The mural’s industrial landscape is flanked to one side by a pig and a steer and at the other by a scene of farmers and crops. The image of a large hog wheel — a device used to expedite pig-slaughtering — is a nod to the building’s gruesome past.
John Edel, founder and director of The Plant, says he wanted the mural to speak to the building’s mission and also to celebrate the area’s meatpacking history and the people, many of them immigrants, who powered it.
“Places where people work shouldn’t just be cold and sterile,” Edel says. “They should be places that humans have touched and that hopefully you can gain some inspiration from just looking around.”
Some of the imagery came from archival photos of the building and of workers, Edel says.
The mural, conceived in 2012, was managed by two volunteers — Christina Cosío and Claire Feinberg. A friend led them to Miller. They met over coffee, and Cosío says he exuded “energy and affability.”
After 15 months of planning, it took 43 days to complete the project, which involved 55 volunteers and 35 gallons of paint and was paid for mostly through donations from the online crowdfunding platform Kickstarter.
Miller, 37, had done other murals but says the 3,000-square-foot wall was his first large-scale canvas.
He describes the work as “just one of those ‘good vibes’ pieces ‘cause The Plant, at the time, was just kind of getting going, and a lot of work had to be done.”
Among the volunteers was Kailey Donewald, the founder of Sacred Serve, a non-dairy gelato company now based at The Plant. Donewald says that working on the mural for a few days inspired her to build her then-fledgling business.
At the time, Miller was living on the West Side. He’d make the hour-or-so-long bike ride from there to work on the mural, which he says involved a lot of “up and down” — with ladders and scaffolding — to paint.
“I think I lost, like, 15 pounds doing that mural just from biking there and back every day and then working all day,” he says. “It was a good workout.”
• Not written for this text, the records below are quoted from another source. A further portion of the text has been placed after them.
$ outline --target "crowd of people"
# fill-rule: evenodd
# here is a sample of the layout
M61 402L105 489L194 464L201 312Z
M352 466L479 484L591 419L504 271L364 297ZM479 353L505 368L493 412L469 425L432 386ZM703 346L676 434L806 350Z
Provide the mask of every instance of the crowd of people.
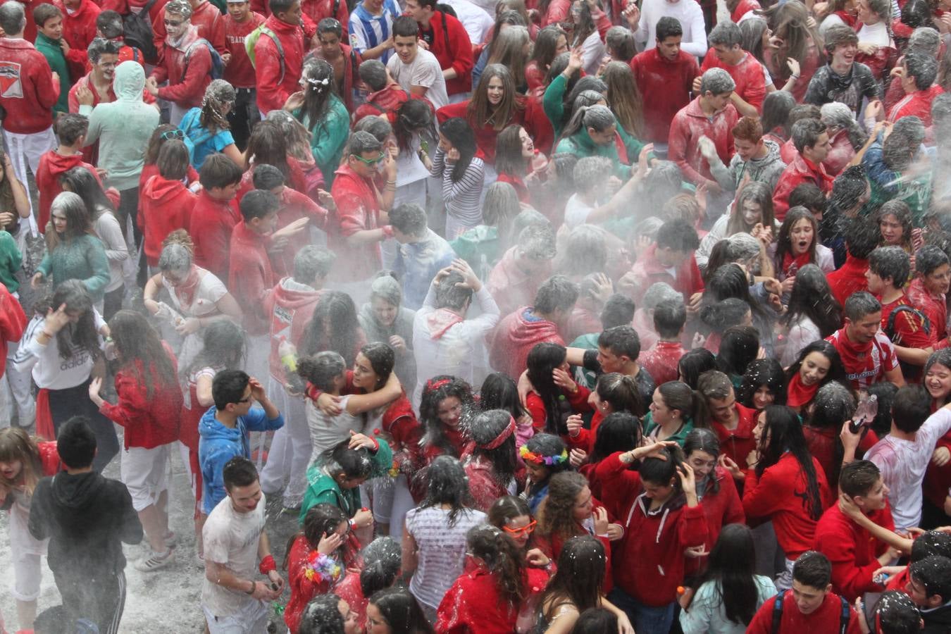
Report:
M0 632L951 632L951 4L726 10L0 4Z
The mural also overlooks an outdoor farming space used by some of The Plant’s tenants. Miller remembers watching people work there while he was painting.
Miller, who grew up on the South Side, says he immersed himself in art from a young age but didn’t consider that as a career until college. He began pursuing art as a full-time career after finishing graduate school at the University of Chicago in 2008.
“The day I graduated was the day I quit my job” at a clothing company “and said, ‘If I want to be a painter, I’ve got to do painting and only painting; I just got to figure out how to make it work,’ ” Miller says.
He says he spends most of the year traveling for his work and splits his time between murals and other projects, including other artwork at The Plant.
His work also can be seen inside The Plant in its Packingtown Museum, which tells the story of the neighborhood’s meatpacking history, and on the side of the Bridgeport headquarters of Bubbly Dynamics, 1048 W. 37th St., The Plant’s parent company.